Ciertos medios de comunicación insisten en que Francisco ha querido unir las canonizaciones de Juan Pablo II y Juan XXIII para restar protagonismo al papa polaco. Asentado este hecho improbable, sacan consecuencias: Francisco pretendería marcar distancias con respecto a la figura y el legado de Juan Pablo II, algo inverosímil a poco que se conozca la biografía del papa actual. Parece obvio, sin embargo, que Francisco juntó las dos canonizaciones por algo más que por ahorrar gastos. Mi teoría, probablemente equivocada, es que las unió para liberar a Juan XXIII de su secuestro.
En rigor, el primer secuestrado fue el Concilio Vaticano II, convocado e impulsado por Juan XXIII, decisivo para la historia de la Iglesia. Una vez concluido, y durante bastantes años, se ignoraron los documentos que produjo y, aludiendo a un etéreo «espíritu del Concilio», su mensaje fue tergiversado o directamente inventado, muy a menudo invocando a Juan XXIII. Al Papa bueno, de saberlo, le habría producido un dolor inmenso ver a sus supuestos partidarios arrojar su nombre contra la propia Iglesia. Otros, también muy pocos, desprecian el Vaticano II o lo tratan como si fuera un concilio de segunda. A estos les disgustan los dos nuevos santos de mañana. Y ambos, progres e integristas, prestan un servicio inestimable a la propaganda anticatólica.

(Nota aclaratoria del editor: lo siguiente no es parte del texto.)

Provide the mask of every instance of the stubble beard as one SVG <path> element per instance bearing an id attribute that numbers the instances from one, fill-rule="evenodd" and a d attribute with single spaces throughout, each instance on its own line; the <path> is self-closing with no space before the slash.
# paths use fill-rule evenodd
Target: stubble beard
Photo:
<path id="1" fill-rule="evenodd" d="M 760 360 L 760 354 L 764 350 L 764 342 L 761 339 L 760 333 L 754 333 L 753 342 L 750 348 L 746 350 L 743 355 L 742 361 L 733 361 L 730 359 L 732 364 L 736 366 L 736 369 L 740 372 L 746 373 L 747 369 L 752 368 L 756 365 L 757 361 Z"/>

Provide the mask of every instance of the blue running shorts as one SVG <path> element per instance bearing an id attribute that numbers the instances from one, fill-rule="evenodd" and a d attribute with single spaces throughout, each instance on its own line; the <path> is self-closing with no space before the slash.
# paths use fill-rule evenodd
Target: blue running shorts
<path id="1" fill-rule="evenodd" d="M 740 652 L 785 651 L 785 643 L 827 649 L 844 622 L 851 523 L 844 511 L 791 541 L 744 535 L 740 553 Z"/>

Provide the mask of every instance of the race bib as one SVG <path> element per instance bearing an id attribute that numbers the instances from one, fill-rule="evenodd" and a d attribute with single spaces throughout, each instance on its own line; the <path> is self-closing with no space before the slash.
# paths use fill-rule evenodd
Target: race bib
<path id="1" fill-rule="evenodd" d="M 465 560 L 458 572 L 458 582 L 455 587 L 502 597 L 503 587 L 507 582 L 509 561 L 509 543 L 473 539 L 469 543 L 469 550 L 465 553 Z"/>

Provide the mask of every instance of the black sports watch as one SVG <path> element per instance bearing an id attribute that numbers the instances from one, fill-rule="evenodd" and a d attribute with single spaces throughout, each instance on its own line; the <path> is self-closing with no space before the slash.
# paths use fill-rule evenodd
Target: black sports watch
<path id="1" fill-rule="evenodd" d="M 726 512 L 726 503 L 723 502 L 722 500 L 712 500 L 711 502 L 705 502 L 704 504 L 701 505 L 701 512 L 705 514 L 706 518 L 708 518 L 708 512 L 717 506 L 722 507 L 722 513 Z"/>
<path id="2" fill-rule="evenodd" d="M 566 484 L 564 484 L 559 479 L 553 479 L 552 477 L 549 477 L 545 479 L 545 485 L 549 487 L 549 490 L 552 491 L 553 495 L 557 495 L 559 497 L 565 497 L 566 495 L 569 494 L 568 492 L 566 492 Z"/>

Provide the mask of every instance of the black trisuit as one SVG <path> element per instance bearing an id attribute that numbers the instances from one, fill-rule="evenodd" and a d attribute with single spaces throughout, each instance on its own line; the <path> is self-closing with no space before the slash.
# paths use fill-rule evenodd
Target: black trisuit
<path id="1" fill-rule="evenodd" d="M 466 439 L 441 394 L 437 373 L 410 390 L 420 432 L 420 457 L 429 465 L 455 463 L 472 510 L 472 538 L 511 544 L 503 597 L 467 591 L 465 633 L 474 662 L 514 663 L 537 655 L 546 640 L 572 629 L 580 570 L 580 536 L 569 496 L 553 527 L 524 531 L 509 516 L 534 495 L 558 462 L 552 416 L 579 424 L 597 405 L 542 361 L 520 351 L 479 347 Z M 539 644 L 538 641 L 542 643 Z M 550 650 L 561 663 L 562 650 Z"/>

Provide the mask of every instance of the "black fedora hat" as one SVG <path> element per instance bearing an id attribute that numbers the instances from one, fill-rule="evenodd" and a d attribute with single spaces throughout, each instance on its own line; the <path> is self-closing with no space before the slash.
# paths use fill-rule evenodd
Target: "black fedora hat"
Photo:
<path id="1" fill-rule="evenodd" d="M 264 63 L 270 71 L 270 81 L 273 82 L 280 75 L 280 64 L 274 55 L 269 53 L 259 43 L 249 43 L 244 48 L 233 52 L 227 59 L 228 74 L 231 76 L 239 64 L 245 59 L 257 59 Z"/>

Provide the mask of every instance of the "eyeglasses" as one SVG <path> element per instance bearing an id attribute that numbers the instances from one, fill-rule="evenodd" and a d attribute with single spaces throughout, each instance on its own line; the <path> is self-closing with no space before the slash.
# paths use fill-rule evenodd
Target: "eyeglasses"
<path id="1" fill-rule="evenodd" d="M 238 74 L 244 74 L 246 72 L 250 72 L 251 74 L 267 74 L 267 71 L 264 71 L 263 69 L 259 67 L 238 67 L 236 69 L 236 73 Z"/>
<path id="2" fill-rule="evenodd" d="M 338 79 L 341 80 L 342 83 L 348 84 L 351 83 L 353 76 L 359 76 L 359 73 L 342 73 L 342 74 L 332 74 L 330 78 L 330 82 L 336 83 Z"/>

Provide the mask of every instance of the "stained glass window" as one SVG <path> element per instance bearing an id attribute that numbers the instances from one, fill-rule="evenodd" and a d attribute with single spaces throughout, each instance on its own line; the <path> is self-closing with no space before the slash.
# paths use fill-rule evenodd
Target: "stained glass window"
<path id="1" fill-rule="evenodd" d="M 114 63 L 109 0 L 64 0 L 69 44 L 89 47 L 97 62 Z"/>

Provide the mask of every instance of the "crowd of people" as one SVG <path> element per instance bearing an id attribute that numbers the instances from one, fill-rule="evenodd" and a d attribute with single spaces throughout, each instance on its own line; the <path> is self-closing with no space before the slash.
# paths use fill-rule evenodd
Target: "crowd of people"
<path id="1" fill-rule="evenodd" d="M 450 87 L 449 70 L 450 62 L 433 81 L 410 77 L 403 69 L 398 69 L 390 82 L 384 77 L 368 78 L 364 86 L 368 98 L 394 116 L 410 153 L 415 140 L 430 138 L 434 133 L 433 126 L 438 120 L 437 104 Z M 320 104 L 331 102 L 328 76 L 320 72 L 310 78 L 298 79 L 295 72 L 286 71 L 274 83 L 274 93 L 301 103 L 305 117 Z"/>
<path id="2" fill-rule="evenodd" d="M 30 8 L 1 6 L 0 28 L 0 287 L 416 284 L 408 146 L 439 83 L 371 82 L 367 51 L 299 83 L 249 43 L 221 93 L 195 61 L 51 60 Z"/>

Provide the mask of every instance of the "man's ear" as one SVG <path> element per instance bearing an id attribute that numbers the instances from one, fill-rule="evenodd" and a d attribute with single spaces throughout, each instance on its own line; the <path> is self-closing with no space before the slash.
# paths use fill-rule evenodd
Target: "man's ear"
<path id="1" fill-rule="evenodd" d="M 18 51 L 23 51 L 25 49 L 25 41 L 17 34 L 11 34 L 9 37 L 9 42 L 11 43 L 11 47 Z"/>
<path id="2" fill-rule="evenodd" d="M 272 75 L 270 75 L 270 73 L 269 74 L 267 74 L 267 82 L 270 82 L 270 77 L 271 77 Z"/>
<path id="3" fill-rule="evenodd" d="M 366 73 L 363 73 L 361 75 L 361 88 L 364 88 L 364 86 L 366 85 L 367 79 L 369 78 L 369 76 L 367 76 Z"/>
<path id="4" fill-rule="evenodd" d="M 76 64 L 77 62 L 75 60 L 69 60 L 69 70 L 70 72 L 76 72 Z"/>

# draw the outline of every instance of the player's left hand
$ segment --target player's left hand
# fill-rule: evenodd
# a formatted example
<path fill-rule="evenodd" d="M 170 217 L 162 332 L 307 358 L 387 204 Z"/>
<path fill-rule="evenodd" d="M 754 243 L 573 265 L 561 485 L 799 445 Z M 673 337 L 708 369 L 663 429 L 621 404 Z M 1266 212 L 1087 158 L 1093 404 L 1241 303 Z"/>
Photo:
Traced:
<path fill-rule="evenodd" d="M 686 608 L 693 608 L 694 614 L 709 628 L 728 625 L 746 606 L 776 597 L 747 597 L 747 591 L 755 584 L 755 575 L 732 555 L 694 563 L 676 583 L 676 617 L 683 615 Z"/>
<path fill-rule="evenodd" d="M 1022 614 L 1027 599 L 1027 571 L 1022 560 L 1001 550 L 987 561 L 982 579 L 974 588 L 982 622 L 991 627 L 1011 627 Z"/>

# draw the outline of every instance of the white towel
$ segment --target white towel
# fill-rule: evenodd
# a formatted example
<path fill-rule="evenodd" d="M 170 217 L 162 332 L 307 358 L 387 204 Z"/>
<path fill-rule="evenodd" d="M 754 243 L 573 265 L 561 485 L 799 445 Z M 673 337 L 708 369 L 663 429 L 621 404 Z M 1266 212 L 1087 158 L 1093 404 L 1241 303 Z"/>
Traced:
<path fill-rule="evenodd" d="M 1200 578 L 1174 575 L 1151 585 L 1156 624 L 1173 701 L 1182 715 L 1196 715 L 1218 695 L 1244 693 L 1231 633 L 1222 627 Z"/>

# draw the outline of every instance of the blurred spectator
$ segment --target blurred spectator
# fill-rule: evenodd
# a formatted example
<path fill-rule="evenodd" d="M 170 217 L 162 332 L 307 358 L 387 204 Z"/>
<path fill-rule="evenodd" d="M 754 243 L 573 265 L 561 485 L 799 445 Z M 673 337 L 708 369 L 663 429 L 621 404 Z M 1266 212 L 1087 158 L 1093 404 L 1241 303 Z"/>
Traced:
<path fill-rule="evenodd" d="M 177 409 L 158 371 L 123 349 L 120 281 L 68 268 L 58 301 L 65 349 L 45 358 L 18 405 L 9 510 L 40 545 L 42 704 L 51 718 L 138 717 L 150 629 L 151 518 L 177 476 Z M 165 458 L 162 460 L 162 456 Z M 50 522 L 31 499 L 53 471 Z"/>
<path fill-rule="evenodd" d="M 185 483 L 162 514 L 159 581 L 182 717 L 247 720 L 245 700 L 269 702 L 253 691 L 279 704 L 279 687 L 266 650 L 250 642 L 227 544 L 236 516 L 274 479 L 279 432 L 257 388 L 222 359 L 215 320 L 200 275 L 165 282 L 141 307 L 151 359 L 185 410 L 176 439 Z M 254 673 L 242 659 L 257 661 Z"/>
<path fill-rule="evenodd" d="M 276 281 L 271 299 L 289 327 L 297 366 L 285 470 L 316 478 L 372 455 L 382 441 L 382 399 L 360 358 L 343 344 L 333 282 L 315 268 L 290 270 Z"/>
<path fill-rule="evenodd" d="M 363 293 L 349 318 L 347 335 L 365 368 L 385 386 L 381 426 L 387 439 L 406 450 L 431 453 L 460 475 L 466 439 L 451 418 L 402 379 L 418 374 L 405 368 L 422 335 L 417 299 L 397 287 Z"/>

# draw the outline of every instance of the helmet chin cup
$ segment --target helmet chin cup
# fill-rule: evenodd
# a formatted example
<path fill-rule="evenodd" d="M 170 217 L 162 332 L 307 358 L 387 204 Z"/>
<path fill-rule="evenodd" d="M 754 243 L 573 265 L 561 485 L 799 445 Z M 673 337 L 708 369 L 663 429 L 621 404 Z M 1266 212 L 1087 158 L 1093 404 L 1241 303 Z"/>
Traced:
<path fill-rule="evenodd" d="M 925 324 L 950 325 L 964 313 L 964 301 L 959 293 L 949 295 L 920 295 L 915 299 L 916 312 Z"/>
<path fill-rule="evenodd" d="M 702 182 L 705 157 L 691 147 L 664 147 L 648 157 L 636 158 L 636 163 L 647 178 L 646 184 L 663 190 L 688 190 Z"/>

Francisco quiere acabar con ese discurso ensimismado y estéril -autorreferencial, diría él- y centrarse en la nueva evangelización que Juan XXIII y Juan Pablo II proponían y ansiaban. Por eso, me parece, canoniza juntos a estos dos hombres santos, bendecidos con la devoción, la simpatía y el agradecimiento de millones de personas de buena voluntad.